An open API service indexing awesome lists of open source software.

https://github.com/yzhao062/lscp

Supplementary material for SDM 19 paper "LSCP: Locally Selective Combination in Parallel Outlier Ensembles"
https://github.com/yzhao062/lscp

anomaly-detection data-mining lscp outlier-detection outlier-ensembles

Last synced: 19 days ago
JSON representation

Supplementary material for SDM 19 paper "LSCP: Locally Selective Combination in Parallel Outlier Ensembles"

Awesome Lists containing this project

README

          

**L**ocally **S**elective **C**ombination in **P**arallel Outlier Ensembles (LSCP):
**a fully unsupervised framework to selectively combine base detectors by emphasizing data locality.**

------------

Zhao, Y., Nasrullah, Z., Hryniewicki, M.K. and Li, Z. LSCP: Locally Selective Combination in Parallel Outlier Ensembles.
*SIAM International Conference on Data Mining (SDM)*, 2019.

Please cite the paper as:

@inproceedings{zhao2019lscp,
title={{LSCP:} Locally Selective Combination in Parallel Outlier Ensembles},
author={Zhao, Yue and Nasrullah, Zain and Hryniewicki, Maciej K and Li, Zheng},
booktitle={Proceedings of the 2019 {SIAM} International Conference on Data Mining, {SDM} 2019},
pages={585--593},
month = {May},
year={2019},
address = {Calgary, Canada},
organization={SIAM},
url={https://doi.org/10.1137/1.9781611975673.66},
doi={10.1137/1.9781611975673.66}
}

[PDF for Personal Use](https://epubs.siam.org/doi/pdf/10.1137/1.9781611975673.66) |
[SIAM Page](https://epubs.siam.org/doi/abs/10.1137/1.9781611975673.66) |
[Presentation Slides](http://www.andrew.cmu.edu/user/yuezhao2/papers/19-sdm-lscp-slides.pdf) |
[API Documentation](https://pyod.readthedocs.io/en/latest/pyod.models.html#module-pyod.models.lscp) |
[Example with PyOD](https://github.com/yzhao062/pyod/blob/master/examples/lscp_example.py)
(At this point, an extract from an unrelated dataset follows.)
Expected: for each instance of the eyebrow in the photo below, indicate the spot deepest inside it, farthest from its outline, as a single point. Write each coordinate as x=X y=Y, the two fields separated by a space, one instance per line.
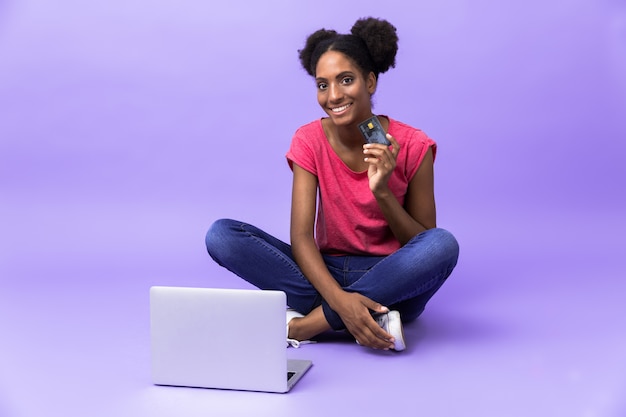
x=339 y=76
**Update** (May 9th, 2019): [Published version](https://epubs.siam.org/doi/pdf/10.1137/1.9781611975673.66) is available for download.

**Update** (Jan 23th, 2019): [Camera-ready version](https://arxiv.org/abs/1812.01528) is available for download.

**Update** (Dec 25th, 2018): LSCP has been officially released in **[Python Outlier Detection (PyOD)](https://github.com/yzhao062/pyod)** V0.6.6.

**Update** (Dec 21th, 2018): LSCP has been accepted at SDM 2019. Acceptance rate 22.7% (90/397).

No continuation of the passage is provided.